What happens when we compute the normalized sample mean Zn in this situation?

Answer 1

First of all we have $\overline X_n=\frac{1}{n} \sum\limits_{i=1}^{n}X_i$. The expected value is just $\mu$. And the variance is $Var\left(\overline X_n\right)=\frac{\sigma^2}{n}$, if the $X_i$'s are i.i.d. Therefore we get

$$Z_{n} = \frac{\overline{X}_n- \mu}{\frac{\sigma}{\sqrt n}}$$

This is a standardized random variable, with the mean $0$ and the variance $1$. The sum/mean of normal distributed random variables are normal distributed as well. Thus $Z_n\sim \mathcal N(0,1)$.

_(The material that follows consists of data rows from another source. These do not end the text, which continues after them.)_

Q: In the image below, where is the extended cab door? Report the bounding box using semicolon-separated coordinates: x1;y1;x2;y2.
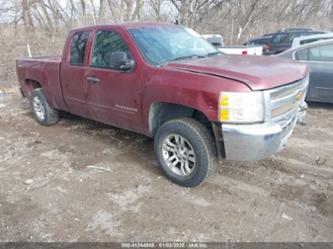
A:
61;30;91;117
86;28;142;132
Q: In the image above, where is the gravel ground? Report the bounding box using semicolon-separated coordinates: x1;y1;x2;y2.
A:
0;88;333;242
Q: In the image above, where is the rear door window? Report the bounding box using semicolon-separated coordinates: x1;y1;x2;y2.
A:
70;31;89;66
295;49;309;61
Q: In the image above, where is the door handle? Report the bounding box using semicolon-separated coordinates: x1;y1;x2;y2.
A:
86;76;100;84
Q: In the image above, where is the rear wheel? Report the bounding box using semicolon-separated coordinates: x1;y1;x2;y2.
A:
154;118;215;187
30;88;59;126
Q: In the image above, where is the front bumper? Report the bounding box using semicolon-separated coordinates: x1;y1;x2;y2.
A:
222;102;307;161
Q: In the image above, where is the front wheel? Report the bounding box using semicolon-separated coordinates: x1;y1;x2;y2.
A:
30;88;59;126
154;118;215;187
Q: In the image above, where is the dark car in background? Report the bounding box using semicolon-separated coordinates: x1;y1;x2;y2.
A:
265;31;325;55
278;40;333;103
243;35;272;54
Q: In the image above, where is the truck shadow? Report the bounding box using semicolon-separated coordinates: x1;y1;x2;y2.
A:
57;113;161;176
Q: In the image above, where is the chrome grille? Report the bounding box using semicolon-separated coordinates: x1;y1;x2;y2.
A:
268;79;308;119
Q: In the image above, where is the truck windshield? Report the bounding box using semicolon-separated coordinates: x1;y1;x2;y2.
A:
128;25;218;66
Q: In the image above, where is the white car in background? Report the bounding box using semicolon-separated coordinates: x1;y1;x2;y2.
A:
291;33;333;48
202;34;264;55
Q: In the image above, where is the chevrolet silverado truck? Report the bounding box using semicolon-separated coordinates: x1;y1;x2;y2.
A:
16;23;309;187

We can use $Z_n$ to calculate $P(\overline{X}_n\leq 9)$, for instance. Let say, that $n=25, \mu=7, \sigma=5$. The calculation goes as follows:

$$P(\overline{X}_n\leq 9)=P\left({Z}_n\leq \frac{9- 7}{\frac{5}{\sqrt{25}}}\right)=\Phi(2)$$

$\Phi(z)$ is the cdf of the standard normal distribution, where the values can be looked up in a table, see here. If we look at the table we find that $\Phi(2)=0.97725$. So the probability that the mean of 5 i.i.d normal distributed variables (with mean 7 and standard deviation of 5) is smaller than 9 is approximately $97.7\%$